17. if all else fails, play some Johnny Cash
Here’s our parting thought.
One of the best suggestions we found when researching this pressing topic was that listening to country music is a helpful restorative (in combination with some of the remedies above). It helps pass the time, it allows you to feel less lonely, and really, you were probably singing loudly the night before anyway, so why not keep it up?
But which tune is most suitable? One writer summed up the criteria brilliantly: “a proper hangover song must have equal parts regret over what you’ve done, and pride that you’re such a badass that you actually did it.”

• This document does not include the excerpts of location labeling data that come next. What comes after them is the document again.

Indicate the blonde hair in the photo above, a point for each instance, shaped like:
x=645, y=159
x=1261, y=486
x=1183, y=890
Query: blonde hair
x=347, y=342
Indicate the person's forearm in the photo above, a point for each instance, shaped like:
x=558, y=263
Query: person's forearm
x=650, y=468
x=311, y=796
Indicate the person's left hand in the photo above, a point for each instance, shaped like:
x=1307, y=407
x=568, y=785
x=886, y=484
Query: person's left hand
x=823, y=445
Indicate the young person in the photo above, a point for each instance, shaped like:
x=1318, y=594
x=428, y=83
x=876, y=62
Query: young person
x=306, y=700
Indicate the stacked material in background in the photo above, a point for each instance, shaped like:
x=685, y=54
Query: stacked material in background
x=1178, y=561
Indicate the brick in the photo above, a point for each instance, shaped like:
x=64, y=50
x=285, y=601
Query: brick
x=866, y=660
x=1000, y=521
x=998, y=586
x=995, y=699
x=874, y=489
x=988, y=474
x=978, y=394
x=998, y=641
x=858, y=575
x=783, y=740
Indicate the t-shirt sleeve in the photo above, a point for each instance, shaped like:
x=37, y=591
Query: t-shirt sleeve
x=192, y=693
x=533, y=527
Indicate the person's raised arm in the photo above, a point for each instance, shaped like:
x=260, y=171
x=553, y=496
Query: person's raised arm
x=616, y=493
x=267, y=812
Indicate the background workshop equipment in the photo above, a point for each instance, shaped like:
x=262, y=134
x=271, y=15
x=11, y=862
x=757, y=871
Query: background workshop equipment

Who better than Johnny Cash to understand and empathize at a time like this? Check out his rendition of Sunday Mornin’ Comin’ Down. It may not cure you. But it’ll definitely make you feel better.
the best, most effective and often expensive luxury NYE hangover cures
Those are all the ideas we could find in our quest for answers on the pressing question of the best luxury cures and most effective (and expensive) quick remedies for holiday hangover, especially after NYE. Have you found anything that works well for you? If so, please share it with the world, dear reader. And in the meantime, Happy New Year!